Communicating with families, knowing the school community, and appreciating the differences and similarities of family cultures will help teachers offer instruction that meets the needs of all children.
Motivation
Ways teachers can enhance student motivation:
- arrange classroom to minimize disruptions and maximize student attention.
- use authoritative teaching techniques while giving students choices and sense of self-determination.
- establish and promote a sense of community and belongingness for all students.
- establish rules and procedures that are clear and meaningful.
- enforce classroom rules equitably and consistently.
- organize for simultaneous management of activities and smooth transitions.
- engage students in meaningful, authentic, and productive work that deemphasizes grades and highlights students’ strengths.
- monitor class activities continually, providing meaningful, authentic feedback.
Socioeconomic Status (SES)
Children from low-SES households and communities develop academic skills more slowly. School systems in low-SES communities often are under-resourced, which negatively affects students’ academic progress. They tend to suffer from the effects of their families’ unemployment, a high level of migration of the best qualified teachers in their schools, and the effects of limited access to healthcare.
Schools show gains when they focus on improving teaching and learning, create an information-rich environment, build learning communities, provide continuous professional development, involve parents and caregivers, and increase funding and resources.
Prior Knowledge and Experiences
Teachers must understand their students’ physical, social, emotional, and cognitive development. Student progress is seen on a developmental continuum, and growth, or lack of progress toward age-appropriate growth, must be recorded and reported to parents.
A student whose knowledge or behavior is outside the norm for the age group may need differentiated instruction or other supports.
Self-Concept and Self-Esteem
As Maslow’s theory reminds us, students whose most fundamental needs (nutrition, emotional care, and so on) are not met may experience social or emotional issues in school until those needs are met.

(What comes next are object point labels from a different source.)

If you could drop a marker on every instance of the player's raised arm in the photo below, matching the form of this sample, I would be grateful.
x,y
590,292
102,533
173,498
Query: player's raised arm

Differences in SES among students and between the teacher and the students can lead to misunderstandings about students’ social and emotional needs.
Collaborating with families and colleagues who know the child’s needs can help the teacher create a successful learning environment for the student.
Students who have low self-esteem, have anxiety, or are easily distractible also may present social or emotional behavioral issues in school.
Cognitive Development
Students create or construct meaning in a variety of ways. According to Piaget’s theory, children move from the preoperational to the concrete operational and then the formal operational stage during their school years. One student can make sense more easily through listening, while another prefers visual information. Successful teachers understand their students’ thinking styles and plan lessons to accommodate a wide variety of ways to make meaning.
Cognitive Development
What are the cognitive develop stages and what do they each involve?
Cognitive Development stages:
- Concrete operational stage: 7-11. think in logical terms, not abstract. Require hands-on experiences.
- Formal operational stage: 11-15. Develop hypothetical and abstract thinking. Use logical operations to work abstract problems.
- Preoperational stage: 2-6 or 7. Children are able to make mental representations of unseen objects, but cannot use deductive reasoning. In other words, the child is unable to draw conclusions from a set of premises or use logic to solve problems.
- Sensorimotor stage thinker: birth-2. Involves making sense of the world through the senses. Do not understand that once an object is hidden, the object is still there, just hidden; this is known as the concept of object permanence.
Language Development and Acquisition
Many students’ first language is not English; furthermore, students within the same school district may speak in various dialects. Students whose first language is not English or who use a dialect that is not standard American English (SAE) benefit when a teacher views these differences as sources of enrichment in the classroom.